TALES OF THE SOUTHWEST: THE LAST TIME I SAW WAYLON



By Grant McGee
    “Was it really years ago, seems like only yesterday.”
                So goes the opening line of the Waylon Jennings song “Old Friend.”  Yeah, it’s like it was only yesterday that I drove to see Waylon in concert. 
                It was a hot spring day about 17 years ago that I grabbed my lawn chair, tossed it in my two-door sedan and trundled out of New Mexico on down to Lubbock, Texas to see Waylon at an outdoor concert.
                It was a pretty good little package show…Marty Stuart opened things up and kicked ass on stage.  If you haven’t listened to any Marty Stuart you ought to.  He kicks ass.

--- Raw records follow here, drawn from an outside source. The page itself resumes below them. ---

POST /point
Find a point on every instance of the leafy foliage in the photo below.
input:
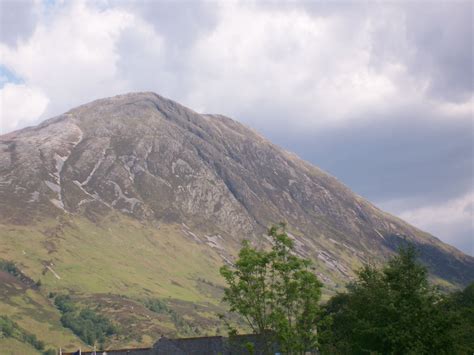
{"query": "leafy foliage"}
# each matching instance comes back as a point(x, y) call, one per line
point(276, 293)
point(10, 267)
point(392, 310)
point(182, 325)
point(11, 329)
point(91, 327)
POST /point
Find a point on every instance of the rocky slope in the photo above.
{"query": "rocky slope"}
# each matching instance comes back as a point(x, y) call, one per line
point(140, 157)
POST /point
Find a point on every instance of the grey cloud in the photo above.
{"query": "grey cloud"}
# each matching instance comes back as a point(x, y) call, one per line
point(441, 39)
point(180, 22)
point(403, 156)
point(17, 20)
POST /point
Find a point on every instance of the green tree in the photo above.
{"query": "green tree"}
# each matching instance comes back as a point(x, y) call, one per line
point(392, 310)
point(276, 292)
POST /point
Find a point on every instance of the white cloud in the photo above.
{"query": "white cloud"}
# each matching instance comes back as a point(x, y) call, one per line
point(20, 106)
point(452, 220)
point(319, 67)
point(72, 55)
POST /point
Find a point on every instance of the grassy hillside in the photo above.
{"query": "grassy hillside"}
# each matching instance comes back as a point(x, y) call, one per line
point(115, 267)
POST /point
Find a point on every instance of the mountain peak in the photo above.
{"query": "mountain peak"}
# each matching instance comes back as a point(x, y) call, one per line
point(156, 161)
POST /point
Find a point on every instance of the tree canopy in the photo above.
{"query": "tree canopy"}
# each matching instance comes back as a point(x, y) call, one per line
point(388, 310)
point(276, 292)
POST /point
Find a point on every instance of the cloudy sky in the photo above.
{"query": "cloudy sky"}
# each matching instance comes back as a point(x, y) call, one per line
point(378, 94)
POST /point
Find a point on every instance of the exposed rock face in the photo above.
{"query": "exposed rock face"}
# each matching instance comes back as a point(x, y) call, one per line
point(158, 161)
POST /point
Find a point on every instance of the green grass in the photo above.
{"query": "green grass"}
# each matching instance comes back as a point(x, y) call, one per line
point(119, 258)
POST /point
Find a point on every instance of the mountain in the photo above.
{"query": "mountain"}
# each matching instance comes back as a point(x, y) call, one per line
point(136, 196)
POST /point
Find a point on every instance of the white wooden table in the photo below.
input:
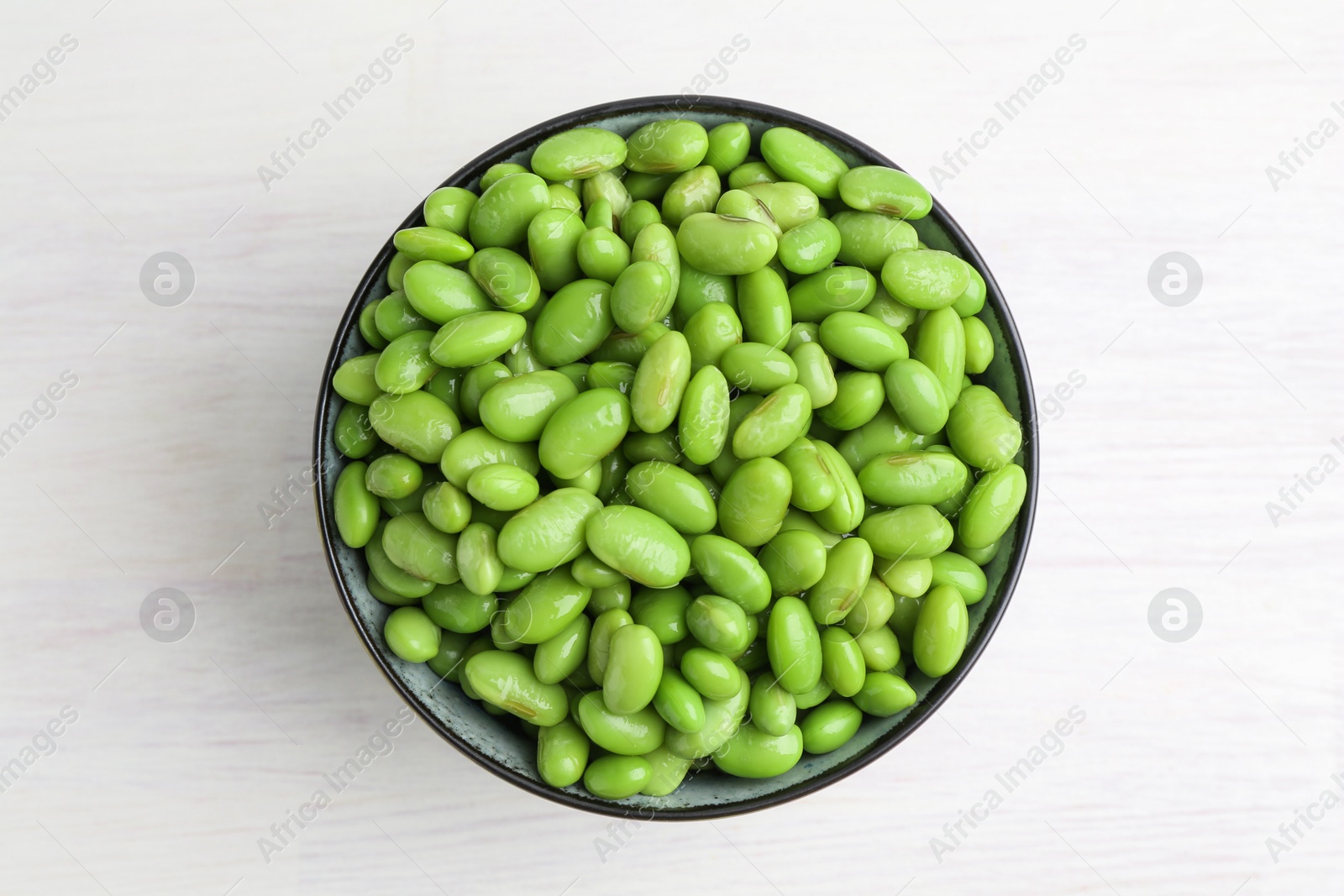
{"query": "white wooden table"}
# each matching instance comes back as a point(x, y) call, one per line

                Then Connie Smith took to the stage.  She with her big booming country voice was on the Country “Hit Parade” back in the 1960’s then she took time off for family stuff, raising kids and all that.  Then she married Marty Stuart.  I reckon that’s why they were on the tour together.  You want to hear a good Connie Smith song check out “Cincinnati, Ohio” or “Once a Day” from about 1964 or so.
                Then they wheeled Waylon out on stage.
                He was in a wheelchair, his signature guitar in his lap.  Two folks wheeled him out to the front of the stage.
                The crowd went wild.
                “You have to pardon me folks,” said Waylon.  “I had an operation a couple of weeks ago in Phoenix.”
                He paused.  He looked to the left then to the right.
                “Yep,” he said, “Couple of them Arizona nurses got to see ‘The Twins.’”
                The crowd went wild.
                Waylon picked up his guitar and strummed it a bit.
                “Well here I am in Lubbock,” he said. 
                He paused, he looked to the left and to the right.
    “I used to live here.”
                He paused again.
                “I still owe people money here.”
                He paused.
                “Tough shit,” he said.
                The crowd went wild.
                Then it was time for The Man, The Legend, The Outlaw Waylon Jennings to play his songs…and he did not disappoint.
    The sun was blasting us in that open field.  I sat in my lawn chair pondering the sunburn I was going to have unless I found some shade. 
                There in the center of the field was the sound man’s tall stand.  It was casting a nice shadow.  I picked up my lawn chair, moseyed on over and planted myself in the shade.
                Soon I was joined by a few other concert-goers.  Then there was a face I recognized from New Mexico.  We smiled, shook hands, chatted a bit.
                “Are you from New Mexico?” asked another person in the shade.  “Because I am too.”
                “Me too,” said yet another concert-goer.
                Soon we came to realize that all of us in the shade were from eastern New Mexico.
                It was a good concert.  I’m glad I went.  It wasn’t long after that that Waylon left this earthly plane and went "on to Glory."
                Like Tom T. Hall wrote in the song "The Year Clayton Delaney Died," "...it could be that the Good Lord likes a little pickin' too..."
                But I remember us New Mexicans taking advantage of the shade and all those Texans in the sun.
                I don’t know what that says about New Mexicans and Texans, but then maybe there’s nothing to say.
                I like to keep my writing friendly-like.